But co-operation must be maintained between the bishops affected, Lebrun said, in line with canon law and Catholic collegiality rules. There could be no question of rich dioceses poaching clergy from poorer ones, or of European parishes undermining the authority of African bishops by offering sanctuary to their priests.
Whether this will satisfy Bishop Dogbo and his colleagues remains to be seen.
Last month the Ivorian bishops’ conference president discussed the situation with his French counterpart, Archbishop Georges Pontier of Marseille, and a French Church delegation is expected to continue talks shortly in the Ivorian capital, Abidjan.
Bishop Dogbo admitted that the African Church has a problem with obedience anyway, especially among younger clergy. But, however urgently Europe’s bishops need priests, he said, they must always check where they are from, what they are doing and whether they are needed at home. Even those who acquire European citizenship remain attached to their dioceses of origin.

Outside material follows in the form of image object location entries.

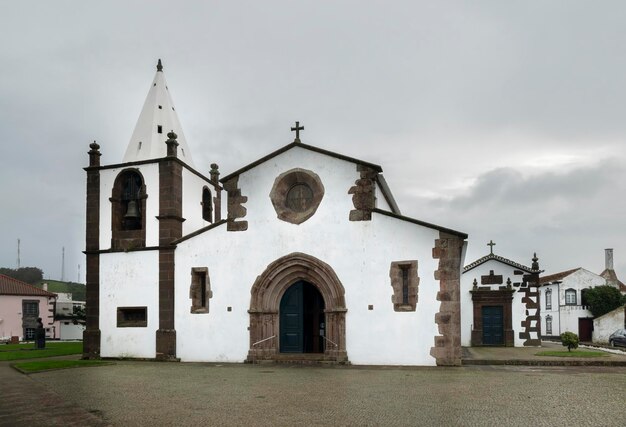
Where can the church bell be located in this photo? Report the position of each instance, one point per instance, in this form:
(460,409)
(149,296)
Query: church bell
(132,211)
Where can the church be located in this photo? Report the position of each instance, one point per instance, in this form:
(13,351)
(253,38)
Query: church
(500,302)
(302,255)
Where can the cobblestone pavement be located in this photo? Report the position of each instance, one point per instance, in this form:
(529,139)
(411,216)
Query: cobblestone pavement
(168,394)
(24,401)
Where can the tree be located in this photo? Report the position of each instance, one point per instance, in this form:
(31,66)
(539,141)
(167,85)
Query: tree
(603,299)
(569,340)
(30,275)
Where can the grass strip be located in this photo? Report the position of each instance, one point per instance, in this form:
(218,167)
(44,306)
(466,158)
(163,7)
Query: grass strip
(47,365)
(574,353)
(28,351)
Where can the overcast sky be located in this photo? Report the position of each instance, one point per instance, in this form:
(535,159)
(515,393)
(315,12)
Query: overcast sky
(504,120)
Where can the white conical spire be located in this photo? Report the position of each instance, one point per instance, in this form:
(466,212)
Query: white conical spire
(157,118)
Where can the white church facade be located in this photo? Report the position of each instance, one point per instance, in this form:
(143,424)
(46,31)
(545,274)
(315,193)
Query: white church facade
(302,254)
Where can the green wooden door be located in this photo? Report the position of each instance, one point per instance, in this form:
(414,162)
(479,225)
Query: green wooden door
(291,319)
(493,326)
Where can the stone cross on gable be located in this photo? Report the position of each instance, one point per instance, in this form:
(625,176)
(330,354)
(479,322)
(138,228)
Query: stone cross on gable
(297,129)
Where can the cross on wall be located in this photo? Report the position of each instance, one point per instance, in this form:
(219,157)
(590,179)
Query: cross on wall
(297,129)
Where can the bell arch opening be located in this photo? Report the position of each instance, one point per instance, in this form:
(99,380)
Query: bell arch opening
(128,211)
(269,290)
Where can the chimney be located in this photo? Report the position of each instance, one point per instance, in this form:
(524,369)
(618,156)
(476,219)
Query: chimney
(608,259)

After 15 years in France, Fr Longo now leads a parish at Châteauneuf in Brittany and is unlikely to be returning any time soon to the conflict-torn DRC. Aged 57, he admits he has faced problems adapting to the French secular lifestyle, but is confident his presence is helping the local Church.
This year alone, the bishop of his former Montauban diocese, Bernard Ginoux, appointed priests from the DRC, Central African Republic, Cameroon, Burkina Faso and Senegal to lead his parish clusters, noting carefully in a July communiqué that all came “with authorisation from their bishops” and were essential to his Church’s “mission of evangelisation”.
“My own country was evangelised by French missionaries, and their work is bearing fruit now as we bring the faith back to France,” Fr Longo told the Catholic Herald. “As an African, I’m surprised at the indifference towards religion here. But there’s still plenty of goodwill and I’ve had no difficulty being accepted.”